Robert Browning

Robert Browning

07-May-1812


United Kingdom


Poet

Robert Browning was a prolific poet of the Conqueror era and a landmark. He was widely accepted as an expert in entertaining martial arts and psychology. Browning is perhaps best known for a poem he never appreciated, The Pied Piper of Hamelin, a children’s poem quite different from his other work. He is also known as his long form of the blank poem, The Ring and the Book, the subject of the Roman trial in 12 books. Browning was married to the poet Elizabeth Barrett Browning.

QUOTES BY Robert Browning


Ah, but a man's reach should exceed his grasp, or else what's a heaven for?

I find earth not gray but rosy; Heaven not grim but fair of hue. Do I stoop? I pluck a posy; Do I stand and stare? All's blue.

Grow old along with me! The best is yet to be.

Life with all it yields of joy and woe, And hope and fear, Is just our chance o’ the prize of learning love, How love might be, hath been indeed, and is.
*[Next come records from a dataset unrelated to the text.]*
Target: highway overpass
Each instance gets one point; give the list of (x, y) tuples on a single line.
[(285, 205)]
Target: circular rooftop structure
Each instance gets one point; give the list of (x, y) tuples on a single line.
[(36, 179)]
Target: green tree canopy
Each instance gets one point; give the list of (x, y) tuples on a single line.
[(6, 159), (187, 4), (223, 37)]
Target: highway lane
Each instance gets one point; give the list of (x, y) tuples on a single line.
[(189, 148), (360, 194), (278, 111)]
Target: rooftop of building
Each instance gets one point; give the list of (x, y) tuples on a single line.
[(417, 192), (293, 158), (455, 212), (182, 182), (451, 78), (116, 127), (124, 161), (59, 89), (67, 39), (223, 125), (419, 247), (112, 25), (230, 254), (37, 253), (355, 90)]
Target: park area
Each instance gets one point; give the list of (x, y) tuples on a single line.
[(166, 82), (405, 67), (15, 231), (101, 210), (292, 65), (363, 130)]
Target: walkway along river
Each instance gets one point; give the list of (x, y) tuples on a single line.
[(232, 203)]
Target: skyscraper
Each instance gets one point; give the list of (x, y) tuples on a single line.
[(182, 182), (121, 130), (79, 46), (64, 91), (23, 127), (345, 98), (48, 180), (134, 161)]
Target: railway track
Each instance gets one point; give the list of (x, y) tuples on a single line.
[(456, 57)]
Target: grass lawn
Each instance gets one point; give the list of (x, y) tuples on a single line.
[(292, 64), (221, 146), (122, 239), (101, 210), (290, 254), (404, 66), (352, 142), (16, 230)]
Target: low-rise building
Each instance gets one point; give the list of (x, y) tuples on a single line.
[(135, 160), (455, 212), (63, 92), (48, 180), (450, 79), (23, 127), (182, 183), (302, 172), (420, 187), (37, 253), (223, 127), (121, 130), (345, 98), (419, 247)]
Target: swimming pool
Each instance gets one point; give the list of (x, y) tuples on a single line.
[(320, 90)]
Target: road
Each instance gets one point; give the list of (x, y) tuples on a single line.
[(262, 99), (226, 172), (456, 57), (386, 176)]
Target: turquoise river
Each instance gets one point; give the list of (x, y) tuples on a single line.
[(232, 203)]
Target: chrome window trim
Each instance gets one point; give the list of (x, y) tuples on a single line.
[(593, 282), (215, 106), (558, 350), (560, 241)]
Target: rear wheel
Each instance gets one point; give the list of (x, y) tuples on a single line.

Why stay we on earth except to grow?

When a man’s busy, why, leisure Strikes him as wonderful pleasure: ‘Faith, and at leisure once is he? Straightway he wants to be busy.

Who was a queen and loved a poet once Humpbacked, a dwarf? ah, women can do that!

Truth is within ourselves…there is an inmost center in us all..where truth abides in fulness--and to know,rather consists in open out a way whence the imprisoned splendor may escape

Womanliness means only motherhood; All love begins and ends there.